MSI's GeForce RTX 2060 Super Gaming X comes with a factory-overclock, as well as an improved cooler that offers the idle fan-stop feature the Founders Edition lacks. With only 200 W power consumption, the card is a great choice if you have an older PSU.

*Show full review*


----------



## Assimilator (Jul 9, 2019)

Ridiculously overpriced.

edit: this was when MSRP was $435, it's already dropped by $20 to $415.


----------



## Manu_PT (Jul 9, 2019)

Assimilator said:


> Ridiculously overpriced.



Highly disagree. 420€ here, 10% slower than a 1080ti. Considering the current state of GPU market this is not overpriced at all. It makes every 500€+ GPU irrelevant/not worth it imo.


----------



## HaKN ! (Jul 9, 2019)

Manu_PT said:


> Highly disagree. 420€ here, 10% slower than a 1080ti. Considering the current state of GPU market this is not overpriced at all.

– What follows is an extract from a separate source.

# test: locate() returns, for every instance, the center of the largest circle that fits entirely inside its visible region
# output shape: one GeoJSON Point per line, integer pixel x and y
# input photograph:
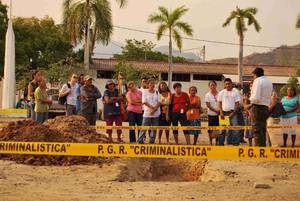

It makes every 500€+ GPU irrelevant/not worth it imo.



Thats not the point ! When will ppl like you start realizing what you are doing to the market and allowing companies pull bs like this ? The point is , ITS A XX60card with xx70 prices ffs !! It dosent matter the per jump over last gen cards ! Or if it can fly to the moon ! Its a 2060 with almost xx80 prices!


----------



## Minus Infinity (Jul 10, 2019)

Can you disable idle fan stop. Why would that be highly desirable, so much other fan noise (case and CPU) will mask GPU fans, so I'd rather it idled at 35C than 51C, even under load you won't here the GPU fans.


----------



## W1zzard (Jul 10, 2019)

Updated the review to reflect current street price of $415


----------



## StrayKAT (Jul 10, 2019)

HaKN ! said:


> Thats not the point ! When will ppl like you start realizing what you are doing to the market and allowing companies pull bs like this ? The point is , ITS A XX60card with xx70 prices ffs !! It dosent matter the per jump over last gen cards ! Or if it can fly to the moon ! Its a 2060 with almost xx80 prices!



Where are xx80s priced like that? lol.. I prefer my Vega, but I might just switch for that. They're all $700+ here in the US.

This 2060 Super is closer in price to the old 2060 (running around $350+).


----------



## Assimilator (Jul 10, 2019)

Considering this card has been out a single day and already dropped by $20, we will hopefully see all the 2060 Super variants stabilise at around the $400 mark in about 2 months' time, espeicially once AIB 5700 cards arrive in volume.


----------